Monetary policy has been blunted while the CBN continues to manage the interbank exchange rate despite the said liberalisation in June. In these circumstances offshore investors remain on the sidelines, waiting for some positive signals to warrant their market re-entry.
The FGN is not wedded to the free market. It introduces reforms when the alternative is unpalatable. On this basis, it hiked the ceiling on the retail price of gasoline in May and the CBN announced the liberalisation.
At some point in Q1 2017 the FGN will conclude its third sale of Eurobonds. The timing remains favourable. The yields on the July ‘18s and July ‘23s have eased to about 4% and 7% respectively.
Over time, other inflows will materialize. These could include sizeable multilateral loans, an asset sale or two and advance payments for crude oil.
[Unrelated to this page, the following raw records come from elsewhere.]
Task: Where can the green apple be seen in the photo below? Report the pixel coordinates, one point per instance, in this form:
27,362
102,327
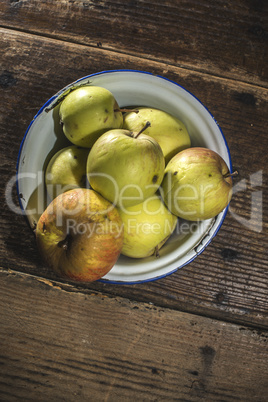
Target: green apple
197,184
80,235
124,167
87,112
170,133
66,170
147,226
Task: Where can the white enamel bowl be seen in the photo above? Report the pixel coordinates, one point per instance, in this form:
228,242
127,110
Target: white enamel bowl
130,88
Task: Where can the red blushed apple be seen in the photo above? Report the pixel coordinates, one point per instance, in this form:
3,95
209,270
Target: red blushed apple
80,235
197,184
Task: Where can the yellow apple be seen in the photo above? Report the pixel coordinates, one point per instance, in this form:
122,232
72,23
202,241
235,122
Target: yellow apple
80,235
66,170
147,226
197,184
87,112
170,133
124,167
Ours is the scenario of the piecemeal solution to the exchange rate impasse.
A number of transactions finally triggers the autonomous inflows on a scale to make the liberalisation a reality. The regime may not be floating but could then be termed “market-driven” (to use the CBN’s own words). This process would be more rapid, as the Egyptian example shows, if the FGN was prepared to take IMF loans. Such a step, however, is off-limits for historic reasons.
The pick-up in the oil price following the OPEC agreement in Vienna and the pledge to production restraint by some leading non-OPEC players, led by Russia, has been timely, giving the authorities a little room for manoeuvre.
The FGN’s contribution to Nigeria’s emergence from recession is its expansionary fiscal stance. Its good record for capital releases this year should be noted, given the obvious constraints on revenue collection.
We see GDP growth of 2% in 2017. This is far from transformative, particularly when we recall the higher rate of population growth. It would look rather better if the FGN achieved a lasting settlement in the Niger Delta, and if the National Assembly facilitated a smooth and prompt passage of the 2017 budget.